2020年F1第12戦ポルトガルGP 田辺豊治(ホンダF1 テクニカルディレクター)
2020年F1第12戦ポルトガルGP 田辺豊治(ホンダF1 テクニカルディレクター)

 10月16日(金)にホンダで開かれた会見で、ブランドコミュニケーション本部の渡辺康治本部長は、2022年以降について、「レッドブルから何も要請を受けていないので、いまは答えられません」と語っていた。あれから、1週間が経過したが、進展はあったのだろうか。ポルトガルGPを訪れている山本雅史(マネージングディレクター)は次のように語る。

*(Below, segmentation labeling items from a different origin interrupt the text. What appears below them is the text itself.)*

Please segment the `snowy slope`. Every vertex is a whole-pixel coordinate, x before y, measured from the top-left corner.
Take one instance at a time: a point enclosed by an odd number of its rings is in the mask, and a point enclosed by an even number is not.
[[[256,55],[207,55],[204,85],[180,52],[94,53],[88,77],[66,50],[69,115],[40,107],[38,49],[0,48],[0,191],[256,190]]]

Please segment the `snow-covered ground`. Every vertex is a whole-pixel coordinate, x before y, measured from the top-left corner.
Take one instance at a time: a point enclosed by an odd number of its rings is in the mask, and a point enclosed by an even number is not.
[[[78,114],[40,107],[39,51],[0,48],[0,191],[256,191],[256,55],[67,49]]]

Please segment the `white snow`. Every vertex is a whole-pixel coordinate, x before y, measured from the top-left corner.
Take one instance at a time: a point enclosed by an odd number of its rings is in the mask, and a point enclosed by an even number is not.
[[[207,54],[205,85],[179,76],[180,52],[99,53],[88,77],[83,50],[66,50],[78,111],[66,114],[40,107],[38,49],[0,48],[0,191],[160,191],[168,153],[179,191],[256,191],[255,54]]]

「現時点では、2022年以降のパワーユニットに関するレギュレーションがどのような方向で着地するかを優先して考えているという状況です。それによって、レッドブルがどのように正式にホンダに対して依頼するかが決まると思います」

「我々としても、2022年以降のレギュレーションが決まらないと対応できない。もちろん、私は現場にいて、(ヘルムート)マルコさんやクリスチャン(・ホーナー代表)とも会っているので、ミーティングの際に水面下で相談事を受けたりしていますが、正式にはまだ動いていません」

 すでにメルセデスのトト・ウォルフ代表は、2022年以降のパワーユニットの開発凍結に賛同するコメントをメルセデスの会見で行っている。山本MDは、それをどのような気持ちで受け止めているのだろうか。

「トトはホンダが参戦終了する決定を下したことに対しても、ニュルブルクリンクで同じ自動車メーカーとして理解していると話してくれており、ホンダに対して敬意を評してくれていることは感じています」

 月曜日の会議がどのような形で決着するがわからないが、もし仮に凍結することが正式に決定した場合、ホンダは2022年以降も供給することは可能なのか。山本MDはそれも要請次第だと言う。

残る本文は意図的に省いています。